17

16.5K 2.4K 130
                                    

Pagi ini Jetro sudah mengadakan meeting karena laporan pengunjung yang merosot sementara program yang Jazco buat sudah dilaksanakan. Semua manajer berkumpul di rapat ini membahas strategi apa yang harus dilakukan. Jetro mendengar semua masukan dan argumen yang mereka berikan. Sementara Jazco merasa tak terima jika programnya dicampur aduk.

"Karena saya menghargai program Anda yang terpilih silakan memilih dari sekian strategi yang sudah mereka kemukakan, Pak Jazco," ucap Jetro.

"Jika saya memilih berarti saya menyetujui bahwa program yang saya buat gagal. Sedangkan bulan belum berakhir."

"Apa harus menunggu sampai bulan berakhir untuk mengubah atau menambah strategi sementara laporan mingguan sudah terlihat hasilnya?"

"Saya yakin minggu terakhir akhir tahun pengunjung akan meningkat," ucap Jazco.

"Silakan sempurnakan program Anda dengan memilih beberapa strategi yang terbaik secepatnya. Rapat besok saya harus sudah mendapat jawabannya, Pak Jazco. Sekian rapat kali ini, terima kasih. Selamat pagi."

Jazco menarik lengan Jetro saat mereka akan keluar dari ruangan rapat. Jetro hanya menoleh dan melanjutkan langkahnya. Jenia mengikuti Jetro dengan langkah kesusahan mengikuti ritme langka Jetro.

"Jetro, kamu nggak bisa begini."

Jetro berhenti melangkah, menoleh ke belakang.

"Jelas dalam rapat programku yang terpilih tapi kenapa kamu masih mengusiknya?"
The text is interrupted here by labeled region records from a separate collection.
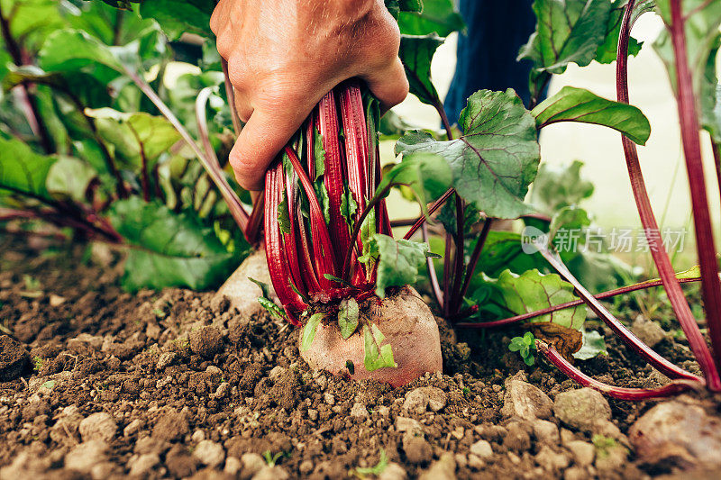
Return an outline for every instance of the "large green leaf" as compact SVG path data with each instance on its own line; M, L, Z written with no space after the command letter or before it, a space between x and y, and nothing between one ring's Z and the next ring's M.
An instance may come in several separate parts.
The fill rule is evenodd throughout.
M536 0L536 30L519 59L550 73L562 73L571 62L589 65L606 39L611 6L609 0Z
M531 114L539 129L559 122L580 122L612 128L639 145L645 145L651 136L651 123L638 108L573 86L564 86Z
M406 35L437 33L447 37L465 28L463 17L453 6L452 0L424 0L422 12L401 12L400 32Z
M598 63L611 63L616 59L618 50L618 36L621 33L621 23L628 0L614 0L608 22L606 24L606 38L596 52L596 61ZM642 44L634 37L628 39L628 54L638 55Z
M186 32L212 37L210 15L214 8L214 0L142 0L140 13L157 21L165 34L175 40Z
M38 53L38 63L47 71L73 71L101 64L117 72L123 71L118 58L120 47L108 47L79 30L60 30L52 33Z
M386 336L375 323L363 325L363 367L372 372L379 368L394 368L397 367L393 359L393 347L389 343L383 345Z
M396 144L396 153L441 155L459 195L489 217L516 218L531 212L524 198L535 177L540 149L535 120L516 92L476 92L460 124L464 135L450 141L437 141L424 131L408 132Z
M416 241L396 240L388 235L374 234L368 241L367 257L378 261L376 294L386 296L391 286L413 285L418 278L418 269L425 265L428 245Z
M406 68L410 91L418 100L429 105L438 105L441 102L431 80L431 60L443 41L444 39L435 33L426 36L402 35L400 38L398 55Z
M669 1L659 0L656 4L657 11L670 23ZM718 31L721 26L721 2L686 0L683 9L687 15L685 33L689 66L700 108L699 122L715 141L721 142L721 117L716 109L719 78L716 71L716 60L721 47L721 33ZM661 32L653 48L666 66L675 91L676 63L668 30Z
M503 298L505 306L516 315L578 300L573 286L556 274L543 275L536 269L516 275L505 270L494 284ZM586 305L560 310L534 317L531 323L556 323L561 327L580 330L586 321Z
M82 203L90 180L96 175L83 160L62 156L50 167L45 186L55 198L70 198Z
M606 41L613 4L609 0L535 0L537 23L518 59L530 59L534 68L529 86L537 98L551 74L561 74L569 63L589 65Z
M56 158L39 155L23 141L0 137L0 191L47 198L45 181Z
M180 140L180 134L164 117L143 112L125 113L112 108L86 109L95 118L100 135L114 148L116 157L133 167L149 166Z
M404 185L411 188L422 208L440 197L448 190L452 176L448 165L440 155L412 153L383 175L376 188L376 195L392 185ZM388 194L387 194L388 195Z
M237 267L242 253L228 253L194 212L176 213L160 203L132 197L115 202L109 216L132 246L123 277L123 286L131 291L216 286Z
M552 215L563 207L573 205L593 195L593 183L580 175L583 162L553 167L541 165L534 181L529 201L539 211Z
"J Mall milikku. Aku yang memimpin di sini. 0,1% saja laporan turun maka pendapat J Mall dapat dipastikan juga menurun. Tapi kamu sudah lihat bukan berapa prosentase penurunannya? Aku memang tak menyukaimu tapi ini aku lalukan bukan karena perasaan tapi logika. Ini bisnis, Jaz. Sekali kita lengah, kamu tahu akibatnya."
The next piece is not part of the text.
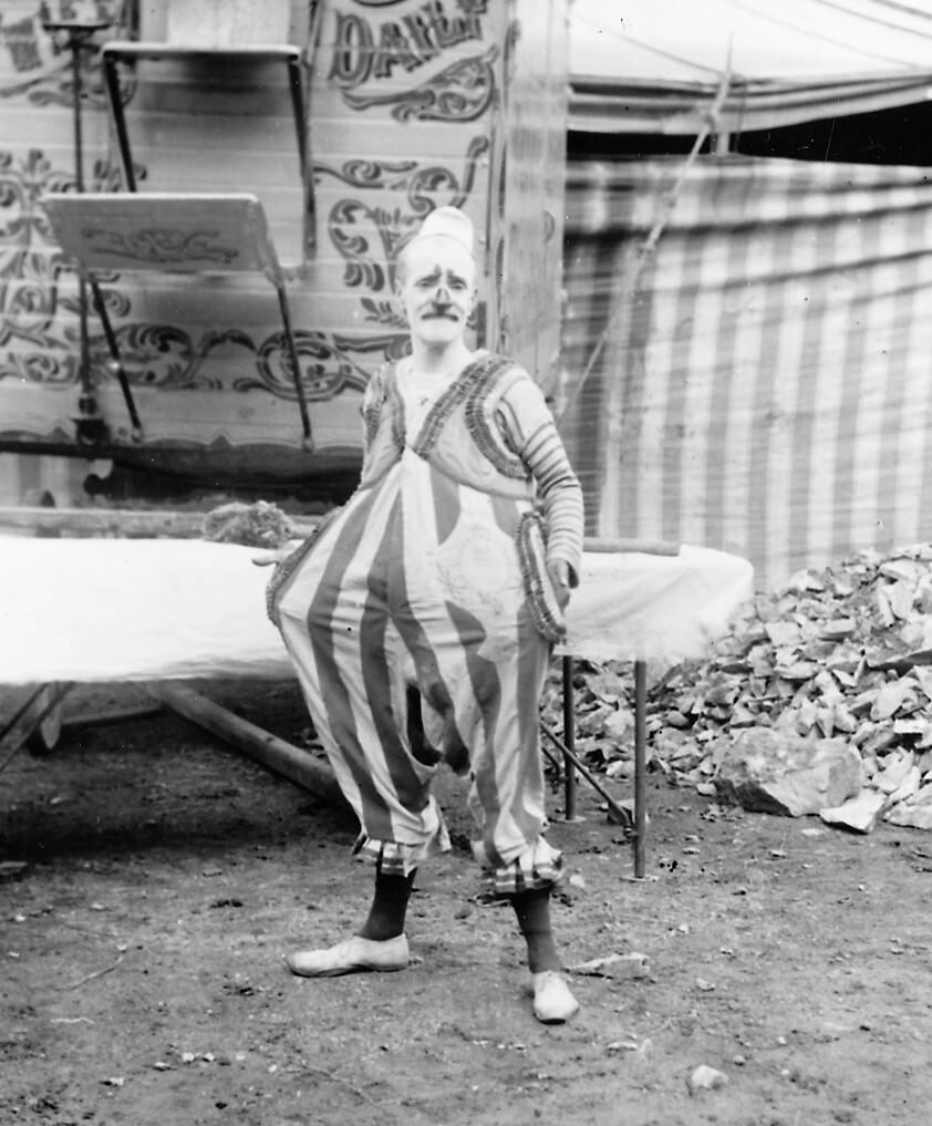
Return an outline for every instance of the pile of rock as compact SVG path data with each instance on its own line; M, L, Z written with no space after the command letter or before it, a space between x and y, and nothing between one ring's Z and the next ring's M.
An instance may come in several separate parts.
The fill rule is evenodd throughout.
M932 545L862 552L758 596L702 662L655 678L653 765L749 808L932 829ZM630 772L630 680L590 670L577 745Z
Jazco terdiam. Dia tahu semua yang dikatakan Jetro benar. Tapi egonya tak ingin membenarkan.

"Pak, Jaz. Semangat!" ucap Jenia yang sejak tadi jadi pendengar di belakang Jetro.
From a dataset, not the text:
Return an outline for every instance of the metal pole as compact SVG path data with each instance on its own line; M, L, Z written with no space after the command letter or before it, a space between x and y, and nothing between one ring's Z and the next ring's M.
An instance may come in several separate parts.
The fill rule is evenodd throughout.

"Jen, cepat jalannya!" seru Jetro.

"Iya, iya Pak."

Jenia setengah berlari mengejar Jetro, lalu menyamakan langkah. Dia bersiap diri akan menerima efek dari mood buruk bosnya.

"Nanti siang pesankan makan, aku mau makan di kantor saja."

"Siang kita akan makan siang dengan mommymu."

"Kamu saja. Masih banyak yang harus kuurus."

"Kamu nggak mau ikut fitting baju juga?" tanya Jenia pelan.

"Jen, kamu tahu aku sangat sibuk kan?"

"Ah, ya. Baiklah."

Jenia memilih mengalah daripada membuat singa ngamuk. Sudah untung beberapa hari ini Jetro tenang. Tapi laporan mingguan seketika membuat suasana hati Jetro jadi sangat buruk dan Jenia yang terkena imbasnya.

***
"Ini makan siangmu. Makanlah jangan cuma dilihat. Itu nggak akan membuatmu kenyang."

"Letakkan saja di situ, nanti aku makan," balas Jetro tanpa menoleh pada Jenia, terlalu sibuk dengan layar tabnya.

Jenia tahu setelah ini makanan itu hanya akan masuk tong sampah. Karena itu dia keluar ruangan lalu menghubungi Zolandra bahwa dia akan menemani Jetro makan siang barulah akan ke butik.